The movie is dedicated to Antonio Carlos Jobim, author of so many magnificent songs,
and to Françoise Truffaut, but there's also a lot of touches of the cinema of Howard
Hawks and Ernst Lubitsch in it...
This film is a bit of a paradox because of all my films it is definitely the most American
one, but it's all shot in Rio and mostly spoken in Portuguese. That's because I wanted to
make a comedy set in my country but in the style of the old American comedies of the 40s
and 50s. I love those kind of films, the screwball comedies made after the War, with Cary
Grant, Gregory Peck and Jimmy Stewart. It was a special kind of cinema where the love
story was contrasted and supported by a lot of irony and sense of humour. Being a movie
called Bossa Nova I felt I had to dedicate it to Jobim, while Truffaut is my favourite
director. I say he is, because for me he is still with us, through his movies. I love his
cinema, all of it, for its infinite lightness and true romantic spirit. Truffaut was a
real romantic because he was so suspicious of it and in this attitude of his there was
such a profound irony.
Most of the comical situations in the movie are due to the clash between different
cultures and languages, and also to the misunderstandings generated by the internet...

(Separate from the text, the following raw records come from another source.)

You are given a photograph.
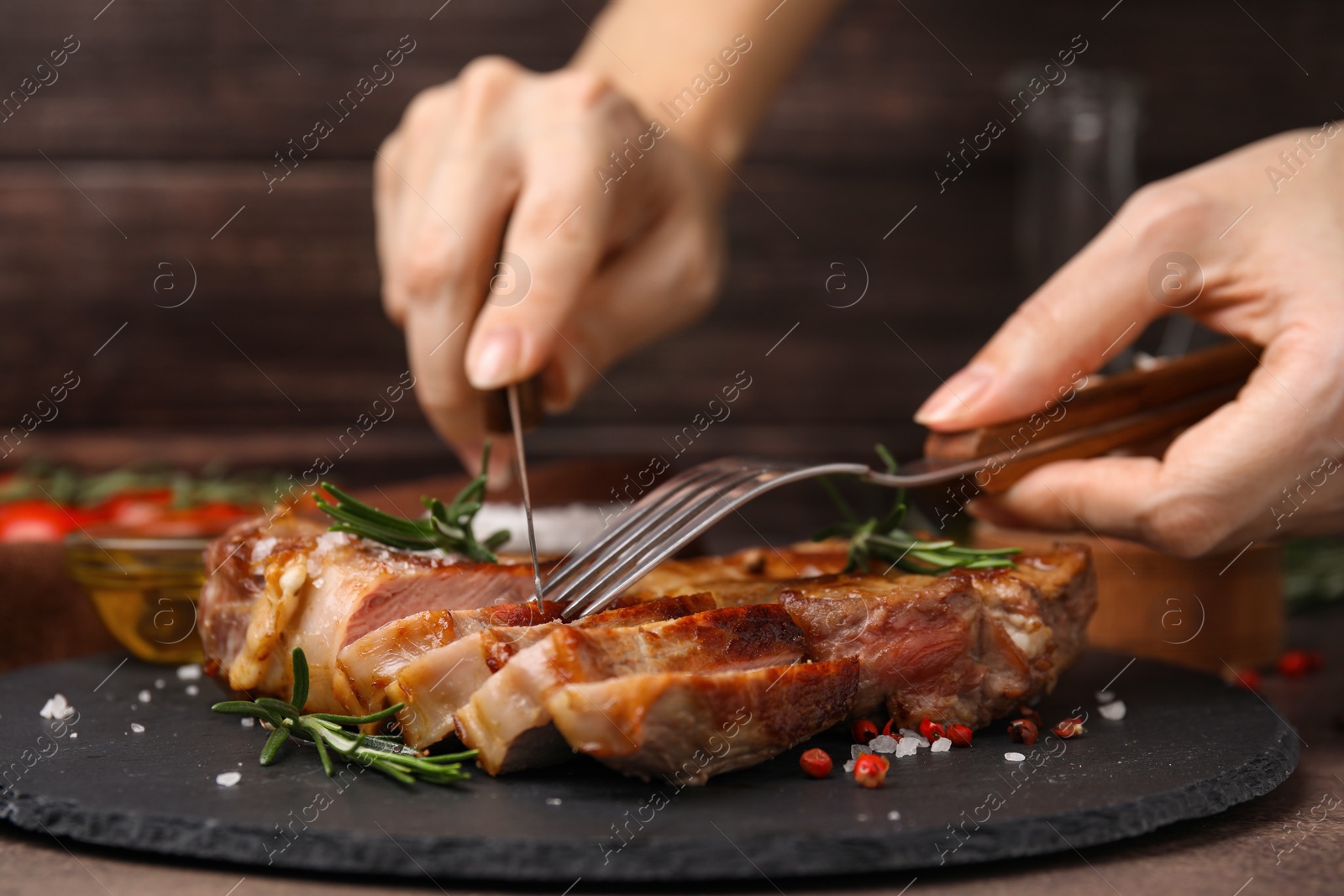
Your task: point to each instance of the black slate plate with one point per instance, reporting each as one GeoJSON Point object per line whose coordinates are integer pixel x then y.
{"type": "Point", "coordinates": [1189, 746]}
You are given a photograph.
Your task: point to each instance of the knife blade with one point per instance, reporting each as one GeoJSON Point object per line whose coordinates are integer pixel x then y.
{"type": "Point", "coordinates": [517, 409]}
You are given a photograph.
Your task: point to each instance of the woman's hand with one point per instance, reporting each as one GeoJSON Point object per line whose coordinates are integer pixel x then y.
{"type": "Point", "coordinates": [512, 241]}
{"type": "Point", "coordinates": [1265, 228]}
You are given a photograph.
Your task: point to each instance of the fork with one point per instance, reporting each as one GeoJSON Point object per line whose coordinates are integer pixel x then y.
{"type": "Point", "coordinates": [1120, 410]}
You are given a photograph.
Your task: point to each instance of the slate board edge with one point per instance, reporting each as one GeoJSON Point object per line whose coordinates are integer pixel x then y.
{"type": "Point", "coordinates": [524, 860]}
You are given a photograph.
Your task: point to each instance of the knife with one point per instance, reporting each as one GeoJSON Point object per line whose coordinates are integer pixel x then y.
{"type": "Point", "coordinates": [517, 409]}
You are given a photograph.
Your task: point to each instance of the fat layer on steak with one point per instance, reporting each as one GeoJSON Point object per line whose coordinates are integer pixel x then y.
{"type": "Point", "coordinates": [508, 720]}
{"type": "Point", "coordinates": [286, 582]}
{"type": "Point", "coordinates": [437, 683]}
{"type": "Point", "coordinates": [687, 726]}
{"type": "Point", "coordinates": [366, 667]}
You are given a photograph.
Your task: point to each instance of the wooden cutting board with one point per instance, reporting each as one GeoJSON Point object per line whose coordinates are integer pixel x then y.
{"type": "Point", "coordinates": [1189, 746]}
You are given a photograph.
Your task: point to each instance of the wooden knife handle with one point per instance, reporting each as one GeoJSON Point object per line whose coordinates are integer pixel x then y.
{"type": "Point", "coordinates": [528, 406]}
{"type": "Point", "coordinates": [1195, 385]}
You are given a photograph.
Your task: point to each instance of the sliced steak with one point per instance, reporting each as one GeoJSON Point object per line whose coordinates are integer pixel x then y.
{"type": "Point", "coordinates": [366, 667]}
{"type": "Point", "coordinates": [437, 683]}
{"type": "Point", "coordinates": [961, 647]}
{"type": "Point", "coordinates": [687, 726]}
{"type": "Point", "coordinates": [508, 721]}
{"type": "Point", "coordinates": [743, 569]}
{"type": "Point", "coordinates": [284, 584]}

That's my favourite part of the film: that funny relationship that goes on between the two
internet lovers, because beside being an extremely new phenomenon, it gives you a lot of
comical starting points to write funny scenes based on misunderstandings, anonymity, and
fake identities. The internet is an extraordinary medium that gives people the chance to
meet even if they live on different sides of the world, but it also allows so many
mistakes and misunderstandings that aren't always a negative thing. Actually the net can
cause disillusionment but also positive surprises. And love, for me, is often the result
of mistakes and surprises!
Do you chat on internet?
I have actually just started two months ago. It's fun but I don't have much time for it. I
use the net mostly for work purposes.
And would you look for romance in the net?
I don't know... the net is interesting and inviting but it can also be quite perverse,
because at the beginning you're totally safe, hidden behind your anonymity, nobody knows
who you really are or what you look like and you can let go of your inhibitions and feel
very free, but after a while, if you want a real relationship and not just a virtual one,
you have to actually meet the other person and that's where the problems usually start. Or
maybe not, and everything works just wonderfully. Who can say what can happen?